Knowledge Base

The Knowledge Base explores the deeper scientific and methodological foundations behind our language-based measures and frameworks.

Each topic addresses a focused question about interpretation, context, or methodology, pairing concise summaries with deeper discussions. These entries draw from psycholinguistic theory, statistical validation, and applied research to help you interpret results responsibly and confidently.

Use this section as a companion to the main documentation when you need insight into the reasoning, assumptions, or science that underpins the frameworks.

How do self-reported and peer-reported personality insights compare with language-based personality and psychology insights?

In general, Receptiviti's language measures will correlate more strongly with objective behavioural measures....(click to expand)

In short

Language-based personality insights correlate more strongly with behavioural outcomes than with self-reports, which are shaped by bias and self-perception. Because language is a direct behavioural signal, it offers a more objective view of how people actually think and interact — behaviour best predicts behaviour, while surveys best predict survey responses.

Detailed explanation

In general, Receptiviti's language measures will correlate more strongly with objective behavioural measures (e.g., job performance) than self-report measures.
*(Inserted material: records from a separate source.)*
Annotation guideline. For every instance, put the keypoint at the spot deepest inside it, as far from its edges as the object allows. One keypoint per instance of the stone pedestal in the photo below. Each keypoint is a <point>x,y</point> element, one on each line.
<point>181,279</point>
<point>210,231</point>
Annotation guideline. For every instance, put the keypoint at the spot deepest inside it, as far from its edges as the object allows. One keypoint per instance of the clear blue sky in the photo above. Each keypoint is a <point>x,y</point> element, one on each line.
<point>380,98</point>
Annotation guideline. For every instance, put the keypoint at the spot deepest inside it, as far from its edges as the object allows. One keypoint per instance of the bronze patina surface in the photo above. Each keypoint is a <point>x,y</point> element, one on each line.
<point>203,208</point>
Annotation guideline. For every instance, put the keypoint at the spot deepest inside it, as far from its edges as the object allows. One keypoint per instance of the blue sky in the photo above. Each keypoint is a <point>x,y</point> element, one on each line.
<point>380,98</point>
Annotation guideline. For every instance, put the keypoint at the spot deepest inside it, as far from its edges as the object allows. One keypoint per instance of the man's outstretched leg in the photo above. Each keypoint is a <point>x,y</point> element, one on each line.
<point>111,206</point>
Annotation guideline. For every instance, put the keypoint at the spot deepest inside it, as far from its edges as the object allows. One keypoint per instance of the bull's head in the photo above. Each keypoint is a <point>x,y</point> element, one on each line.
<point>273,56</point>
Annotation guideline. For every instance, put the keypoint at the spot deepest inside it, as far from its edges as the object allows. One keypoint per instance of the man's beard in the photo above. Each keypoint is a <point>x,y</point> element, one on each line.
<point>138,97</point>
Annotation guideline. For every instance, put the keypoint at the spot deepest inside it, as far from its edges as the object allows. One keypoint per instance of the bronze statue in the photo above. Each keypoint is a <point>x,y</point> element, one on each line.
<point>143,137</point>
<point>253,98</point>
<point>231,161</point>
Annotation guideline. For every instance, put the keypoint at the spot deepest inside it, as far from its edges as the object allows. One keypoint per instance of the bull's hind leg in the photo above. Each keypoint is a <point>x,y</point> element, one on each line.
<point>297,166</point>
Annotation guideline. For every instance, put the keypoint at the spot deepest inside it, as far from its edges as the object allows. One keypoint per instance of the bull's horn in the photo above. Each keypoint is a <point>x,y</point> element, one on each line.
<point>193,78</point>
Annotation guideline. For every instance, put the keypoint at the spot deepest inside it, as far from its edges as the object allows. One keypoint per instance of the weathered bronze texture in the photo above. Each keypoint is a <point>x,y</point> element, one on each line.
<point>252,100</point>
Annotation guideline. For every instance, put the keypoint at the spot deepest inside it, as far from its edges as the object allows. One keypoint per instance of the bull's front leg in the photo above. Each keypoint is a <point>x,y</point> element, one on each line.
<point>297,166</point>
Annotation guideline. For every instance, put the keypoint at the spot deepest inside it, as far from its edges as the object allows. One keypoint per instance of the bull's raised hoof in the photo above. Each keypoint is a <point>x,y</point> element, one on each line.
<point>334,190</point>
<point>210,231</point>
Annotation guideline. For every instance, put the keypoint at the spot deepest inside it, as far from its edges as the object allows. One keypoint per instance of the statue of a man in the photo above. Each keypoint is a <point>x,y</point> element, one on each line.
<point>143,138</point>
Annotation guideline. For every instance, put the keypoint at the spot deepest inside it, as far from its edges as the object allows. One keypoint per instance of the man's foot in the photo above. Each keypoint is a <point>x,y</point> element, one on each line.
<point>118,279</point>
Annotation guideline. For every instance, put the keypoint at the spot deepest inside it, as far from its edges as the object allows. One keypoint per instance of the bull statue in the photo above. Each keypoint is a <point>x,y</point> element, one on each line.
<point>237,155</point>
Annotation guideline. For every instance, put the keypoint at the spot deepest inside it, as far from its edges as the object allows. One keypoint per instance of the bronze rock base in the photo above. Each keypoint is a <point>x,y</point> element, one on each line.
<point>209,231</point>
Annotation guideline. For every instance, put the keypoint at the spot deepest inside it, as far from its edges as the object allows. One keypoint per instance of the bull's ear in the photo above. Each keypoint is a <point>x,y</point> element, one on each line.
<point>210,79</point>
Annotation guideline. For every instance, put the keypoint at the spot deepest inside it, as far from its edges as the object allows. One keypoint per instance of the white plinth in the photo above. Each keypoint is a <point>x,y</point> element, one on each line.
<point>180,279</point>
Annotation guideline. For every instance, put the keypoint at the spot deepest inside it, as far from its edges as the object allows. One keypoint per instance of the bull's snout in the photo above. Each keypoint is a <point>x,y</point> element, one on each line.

This is due to the biases inherent in self-report and the methodological differences between behaviour measures (e.g., language measures and behavioural outcome data) and survey inventories (i.e., self-report). Language-based scores are behavioural data in and of themselves. Language is a core behavioural mechanism for interpersonal engagement that reflects how people think, communicate, and respond in the environments that matter. Behaviour is the best predictor of behaviour, and surveys are the best predictors of survey measures due to common method variance.

For more information, the section Correlations with Self-Reports in the Big 5 documentation describes the process of using survey-based self-reports and peer-reports as a method of validating Receptiviti personality measures.

Regarding how survey-based psychological analysis and language-based psychological analysis complement each other, there are several concepts to keep in mind.

Self-reported personality data collected through surveys is not ground truth data. In other words, self-reported personality assessments are not a perfect reflection of a person's “true” personality and, thus, are not a gold-standard that language-based assessments aim to replicate. Rather, self-reported and language-based assessments offer different perspectives on an individual's character, each with their own insights.

Self-reported personality surveys reflect how a person sees themselves (i.e., their self-concept), and, thus, come with various biases and inaccuracies, including:

Social Desirability Bias: In order to portray themselves favorably, respondents tend to both consciously and subconsciously answer questions in a manner they perceive as socially acceptable rather than provide truthful responses. For instance, individuals often exaggerate positive traits such as friendliness or diligence, while minimizing negative traits like aggression or selfishness.
Self-Other Knowledge Asymmetry: Individuals have more information with which to judge their own internal traits or behavioural expressions (e.g., feelings, thoughts), compared to their own external traits or behavioural expressions (e.g., voice, gestures). On the other hand, external peers have less information about others’ internal thoughts and feelings, but they have more information about external-facing behaviours. This asymmetry in information between self and others causes an asymmetry in accuracy when assessing internal and external traits via surveys. Said differently, self-reported personality tends to be more accurate when individuals are reporting traits that are more internally-focused (like neuroticism) and less accurate when assessing externalized traits (like agreeableness).
Reference Group Bias: Individuals’ self-perception and reported personality can be skewed by the characteristics and norms of their immediate social circles. For instance, an individual surrounded by introverts may perceive themselves as extraverted because they are more sociable than those within their immediate social circle. However, when assessed against societal standards, it may be clear that they exhibit characteristics more aligned with introversion.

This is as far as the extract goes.